企業のスタイルを変えると後戻りできない
朝礼ネタ989 2021/01/01 経営各企業にはその企業のスタイルや価値観があります。そのスタイルを変えることは相当の覚悟が必要です。
二つの例を述べます。高級衣料品店があります。この店では安いものを販売していません。来店するお客さんも高級品思考を持った人が多く訪れます。しかし売上げは低迷し始め、経営者は安いものも販売しようと考え、月に一度バーゲンセールも行うことに決め実行しました。結果は客層が変わり高級志向のお客は離れ、売上げも伸びずバーゲンの時しか売れない店になりました。経営者は失敗したと判断し、元の高級衣料品専門に戻しましたが、昔の客が戻るまでに5年かかったそうです。
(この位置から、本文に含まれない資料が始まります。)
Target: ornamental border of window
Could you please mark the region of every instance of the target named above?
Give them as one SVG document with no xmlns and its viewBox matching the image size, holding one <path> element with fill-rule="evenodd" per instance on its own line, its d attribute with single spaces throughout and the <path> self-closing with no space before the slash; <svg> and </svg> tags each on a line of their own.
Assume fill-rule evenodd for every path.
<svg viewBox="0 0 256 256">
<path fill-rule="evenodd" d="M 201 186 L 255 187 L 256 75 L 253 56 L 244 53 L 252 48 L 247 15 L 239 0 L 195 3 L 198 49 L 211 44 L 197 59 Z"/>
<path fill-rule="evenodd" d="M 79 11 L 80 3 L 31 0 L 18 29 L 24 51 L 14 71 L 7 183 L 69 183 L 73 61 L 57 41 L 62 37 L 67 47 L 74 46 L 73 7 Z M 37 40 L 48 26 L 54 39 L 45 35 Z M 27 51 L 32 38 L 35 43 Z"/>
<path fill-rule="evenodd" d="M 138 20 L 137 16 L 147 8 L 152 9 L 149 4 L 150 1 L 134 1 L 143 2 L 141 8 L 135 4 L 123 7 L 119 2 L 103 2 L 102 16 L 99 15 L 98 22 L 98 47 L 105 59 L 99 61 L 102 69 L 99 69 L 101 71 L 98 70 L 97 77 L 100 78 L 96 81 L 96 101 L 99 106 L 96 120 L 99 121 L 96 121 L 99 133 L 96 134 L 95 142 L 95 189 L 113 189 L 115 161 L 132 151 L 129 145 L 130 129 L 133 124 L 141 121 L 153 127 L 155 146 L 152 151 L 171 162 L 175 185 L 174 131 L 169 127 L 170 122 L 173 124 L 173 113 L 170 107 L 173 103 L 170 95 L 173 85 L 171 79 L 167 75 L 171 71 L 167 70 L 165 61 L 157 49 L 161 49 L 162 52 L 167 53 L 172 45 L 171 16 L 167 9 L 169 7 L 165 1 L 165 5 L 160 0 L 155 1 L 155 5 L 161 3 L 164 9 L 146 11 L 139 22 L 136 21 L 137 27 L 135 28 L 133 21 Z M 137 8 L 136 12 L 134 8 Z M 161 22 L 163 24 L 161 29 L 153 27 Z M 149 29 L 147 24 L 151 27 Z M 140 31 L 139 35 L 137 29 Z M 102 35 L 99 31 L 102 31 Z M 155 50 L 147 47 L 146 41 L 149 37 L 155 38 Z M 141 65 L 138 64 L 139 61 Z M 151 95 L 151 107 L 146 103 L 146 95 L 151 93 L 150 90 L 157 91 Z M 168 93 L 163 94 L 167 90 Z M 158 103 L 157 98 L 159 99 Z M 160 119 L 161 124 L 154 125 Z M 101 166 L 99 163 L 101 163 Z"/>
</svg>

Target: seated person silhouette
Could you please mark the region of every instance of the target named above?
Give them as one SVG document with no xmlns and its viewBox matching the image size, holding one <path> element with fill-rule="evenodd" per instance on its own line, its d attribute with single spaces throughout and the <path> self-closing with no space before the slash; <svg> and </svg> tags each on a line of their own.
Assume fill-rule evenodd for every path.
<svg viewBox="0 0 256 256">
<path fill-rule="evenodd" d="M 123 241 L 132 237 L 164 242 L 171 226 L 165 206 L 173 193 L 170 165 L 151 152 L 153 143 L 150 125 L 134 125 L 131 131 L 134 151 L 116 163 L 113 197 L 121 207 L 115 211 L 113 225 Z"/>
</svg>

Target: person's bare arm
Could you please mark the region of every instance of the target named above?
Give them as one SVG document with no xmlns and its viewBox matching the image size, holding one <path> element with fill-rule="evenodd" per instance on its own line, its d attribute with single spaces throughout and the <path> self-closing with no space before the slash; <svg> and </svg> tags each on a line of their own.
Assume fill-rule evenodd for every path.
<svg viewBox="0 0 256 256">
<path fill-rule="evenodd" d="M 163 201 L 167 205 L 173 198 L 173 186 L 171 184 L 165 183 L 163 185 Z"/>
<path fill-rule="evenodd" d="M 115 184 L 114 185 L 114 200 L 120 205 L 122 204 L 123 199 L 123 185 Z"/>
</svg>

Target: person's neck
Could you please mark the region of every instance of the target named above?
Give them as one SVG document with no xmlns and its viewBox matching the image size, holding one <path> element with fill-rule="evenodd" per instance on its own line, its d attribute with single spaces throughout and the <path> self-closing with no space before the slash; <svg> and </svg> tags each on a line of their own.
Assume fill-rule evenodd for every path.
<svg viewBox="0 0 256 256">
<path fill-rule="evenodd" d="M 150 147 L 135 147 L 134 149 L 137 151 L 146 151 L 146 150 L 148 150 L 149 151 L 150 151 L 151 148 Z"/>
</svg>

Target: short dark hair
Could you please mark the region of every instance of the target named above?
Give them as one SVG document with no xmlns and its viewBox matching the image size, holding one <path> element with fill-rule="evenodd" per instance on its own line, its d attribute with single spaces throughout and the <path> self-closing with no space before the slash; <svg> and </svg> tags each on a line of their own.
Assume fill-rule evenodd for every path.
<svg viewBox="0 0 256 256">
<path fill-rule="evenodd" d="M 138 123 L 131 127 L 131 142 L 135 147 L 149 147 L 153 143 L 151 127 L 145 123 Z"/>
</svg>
もう一つはディスカウント衣料品店が、やや高級衣料品の品揃えをはじめ、月一度のディスカントもやめました。結果は悲惨なものでした。バーゲン買いのお客さんは消え、高級品は全く売れません。売上げはジリ貧で経営自体も危うい状態になっています。
企業が年月をかけて築き上げた、その企業のブランドや価値観はお客さんのイメージに根付いてしまうと、企業名や店名やブランドで価値を判断するので、その価値を変えてしまうと今までの信頼まで消えてしまうのです。とても怖い現象です。
つまり企業は自社のブランドや価値感を変えずに路線や展開を時代に合わせて変えていかなければならないのです。同じことをやり続けても数字は上がらない時代です。
この衣料品販売の二つの企業の例を見て、今一度会社の理念や価値観を見つめなおし、その上で何をするのかを考えてゆきたいと思います。